А на причалах забурлил счастьем шумный людской поток. Рыбаки, испуг которых прошел без следа, потащили рыбу, пастухи пригнали овец, а пекари понесли свежие, одуряюще пахнувшие лепешки. Серебро есть серебро, а мои воины чувствуют себя басилеями в каждом порту, небрежно бросив обол-другой торговцу или разбитной бабенке. Одно это будит в них такую гордость за свое место в новой жизни, что мне не нужно говорить красивые слова и взывать к их преданности. Обладание горстью мелкой монеты сразу же ставит их на совершенно иной, недосягаемый для других уровень. Когда еще богатый купец умильно посмотрит тебе в глаза и с поклоном попросит взглянуть на свой товар. Да у парней, еще недавно тягавших дырявую сеть, от такого просто голова кругом шла.
Никогда и нигде в этом мире простолюдины не держали в руках серебра. Торговля и товары на рынке — это удел настолько тонкой прослойки избранных, что она куда меньше, чем слой позолоты на рукояти моего меча. Почти всё, что везут по морю купцы — это предметы роскоши, недоступные черни. А вот теперь любой щитоносец, скопив пригоршню драхм, мог купить своей зазнобе бронзовое зеркало или бусы из синего стекла. Он легко расстается с деньгами, ведь у него еще нет привычки копить. И это вдохнуло новую жизнь в агонизирующую торговлю этой части мира. Воины радовались жизни, бездумно тратя заработанные потом и кровью деньги. Они, как маленькие дети, тянут к себе все, что попадает им в руки. И я могу их понять. Деньги — великая сила, которой еще суждено спасти этот несчастный мир.
Ну что же, до Микен отсюда километров двадцать.
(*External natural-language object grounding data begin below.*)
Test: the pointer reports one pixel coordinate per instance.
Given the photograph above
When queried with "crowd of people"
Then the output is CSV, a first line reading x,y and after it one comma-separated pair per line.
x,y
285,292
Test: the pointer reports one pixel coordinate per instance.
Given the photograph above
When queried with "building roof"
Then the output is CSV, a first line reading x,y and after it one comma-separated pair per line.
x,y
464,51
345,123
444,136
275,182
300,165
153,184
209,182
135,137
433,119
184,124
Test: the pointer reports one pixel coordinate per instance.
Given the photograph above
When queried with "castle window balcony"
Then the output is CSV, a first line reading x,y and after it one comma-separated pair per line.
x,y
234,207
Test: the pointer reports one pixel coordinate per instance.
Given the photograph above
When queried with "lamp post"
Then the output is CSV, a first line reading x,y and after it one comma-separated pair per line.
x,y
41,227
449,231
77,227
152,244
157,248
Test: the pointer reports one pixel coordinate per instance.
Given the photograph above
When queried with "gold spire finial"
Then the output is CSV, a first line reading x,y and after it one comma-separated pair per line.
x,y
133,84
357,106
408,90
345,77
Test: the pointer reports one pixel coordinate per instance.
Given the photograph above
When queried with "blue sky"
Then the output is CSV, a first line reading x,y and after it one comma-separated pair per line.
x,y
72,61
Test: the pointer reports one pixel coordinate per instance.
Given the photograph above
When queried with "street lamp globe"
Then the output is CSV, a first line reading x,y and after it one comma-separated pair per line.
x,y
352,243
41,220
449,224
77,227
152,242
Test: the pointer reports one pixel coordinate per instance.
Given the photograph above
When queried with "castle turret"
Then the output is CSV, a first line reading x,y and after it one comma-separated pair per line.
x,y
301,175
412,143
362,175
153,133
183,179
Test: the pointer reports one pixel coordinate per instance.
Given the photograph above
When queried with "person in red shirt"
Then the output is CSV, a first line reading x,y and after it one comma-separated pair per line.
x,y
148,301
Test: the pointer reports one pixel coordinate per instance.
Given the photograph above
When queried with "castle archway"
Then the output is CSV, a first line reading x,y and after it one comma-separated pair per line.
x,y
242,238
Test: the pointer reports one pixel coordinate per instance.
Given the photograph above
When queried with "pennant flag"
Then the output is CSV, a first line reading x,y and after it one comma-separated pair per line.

Мы будем там уже завтра к вечеру.
Феано вместе с другими обитателями акрополя торчала на стене и во все глаза разглядывала незнакомое войско, которое стояло у подножья горы, выстроившись в нечеловечески ровные прямоугольники. Железные наконечники копий испускали непривычные яркие блики, а застывшие, как будто неживые щитоносцы вызывали дрожь в коленях. И бабы, коих здесь абсолютное большинство, и даже воины смотрели на войско со страхом. Они никогда не видели ничего подобного.
— Да кто же это силищу такую привел? — бормотала Феано, которая протолкалась к месту недалеко у ворот. — Неужели это сам царь Клеодай! Страх-то какой.
— Скоро узнаем, — многообещающе ответил ей лучник и сплюнул под ноги. — Сильное войско. Если по окрестностям пойдут, разорят тут все. Нижний город разорят точно. Нам им и ответить нечем. Только на стены и надежда. — Он с интересом посмотрел на Феано и добавил вдруг. — Побаловаться не хочешь, красивая? А то приходи вечером. У меня стража как раз. Я тебя лепешкой угощу. Вкусная лепешка, не пожалеешь.
— Ты до вечера доживи еще, вояка! — Феано фыркнула презрительно и отвернулась. Со стражниками она еще не спала. Нашел дуру. И она до боли в глазах всмотрелась в закованную в бронзу могучую фигуру, которая поднималась по дороге с пучком веток оливы в руке. Шлем его, где вместо лица оказалась лишь узкая прорезь, вызвал завистливый стон у воинов, высыпавших на стену. Даже у самого ванакса такого шлема нет.